In some embodiments, the radiation device 100 further includes one or more other computer devices capable of processing data, for example, an oncology information system (OIS). The OIS is configured to schedule the treatment plan of the patients and store treatment data (such as image data of the patient, treatment plan data, radiation delivery information, and the like).
The memory 150 stores data, instructions, and/or any other information. In some embodiments, the memory 150 stores data acquired from the TPS 140. In some embodiments, the memory 150 stores data and/or instructions used by the master control system 120 to perform the exemplary method in the present disclosure. In some embodiments, the memory 150 includes a high-capacity memory, a removable memory, a volatile read-write memory, a read-only memory (ROM), or any combination thereof. The exemplary high-capacity memory includes disks, optical disks, solid-state drives, and the like. The exemplary removable memory includes flash drives, floppy disks, optical disks, memory cards, compressed disks, magnetic tapes, and the like. The exemplary volatile read-write memory includes a random access memory (RAM).
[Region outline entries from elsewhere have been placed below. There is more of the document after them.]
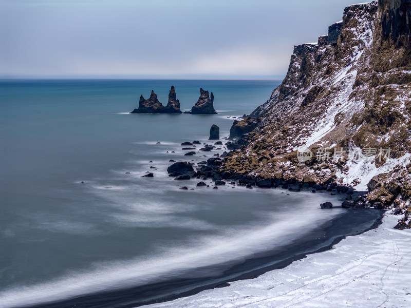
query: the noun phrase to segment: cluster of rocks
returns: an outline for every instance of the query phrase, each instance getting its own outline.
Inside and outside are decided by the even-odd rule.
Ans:
[[[196,104],[191,108],[191,111],[184,111],[184,113],[193,114],[216,114],[214,109],[214,95],[212,92],[211,97],[208,91],[200,89],[200,98]]]
[[[172,86],[169,93],[167,106],[163,106],[157,98],[157,94],[152,90],[150,98],[145,100],[140,95],[138,108],[135,109],[130,113],[181,113],[180,102],[177,99],[174,86]]]
[[[191,111],[185,111],[184,113],[197,114],[216,114],[214,108],[214,96],[211,92],[211,98],[208,91],[200,89],[200,98],[191,109]],[[151,95],[148,100],[140,95],[138,108],[135,109],[130,113],[182,113],[180,109],[180,102],[177,99],[177,94],[174,86],[172,86],[169,94],[169,101],[166,106],[163,106],[158,100],[157,94],[152,90]]]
The exemplary RAM includes a dynamic random access memory (DRAM), a double data rate synchronous dynamic random-access memory (DDR SDRAM), a static random access memory (SRAM), a thyristor random access memory (T-RAM), a zero-capacitor random access memory (Z-RAM), and the like. The exemplary ROM includes a mask ROM (MROM), a programmable ROM (PROM), an erasable programmable ROM (EPROM), an electrically erasable programmable ROM (EEPROM), a compact disc ROM (CD-ROM), a digital multifunctional disc ROM, and the like. In some embodiments, the memory 150 is implemented on a cloud platform. For example, the cloud platform includes private clouds, public clouds, hybrid clouds, community clouds, distributed clouds, internal clouds, multi-layer clouds, or any combination thereof.
In some embodiments, the memory 150 is connected to a network to communicate with one or more assemblies (such as the master control system 120, the TPS 140, and the OIS) of the radiation device 100. The one or more assemblies of the radiation device 100 access data or instructions stored in the memory 150 over a network. In some embodiments, the memory 150 is directly connected to or communicated with one or more assemblies (such as the master control system 120, the TPS 140, and the OIS) of the radiation device 100. In some embodiments, the memory 150 is a part of the master control system 120, the TPS 140, and the OIS.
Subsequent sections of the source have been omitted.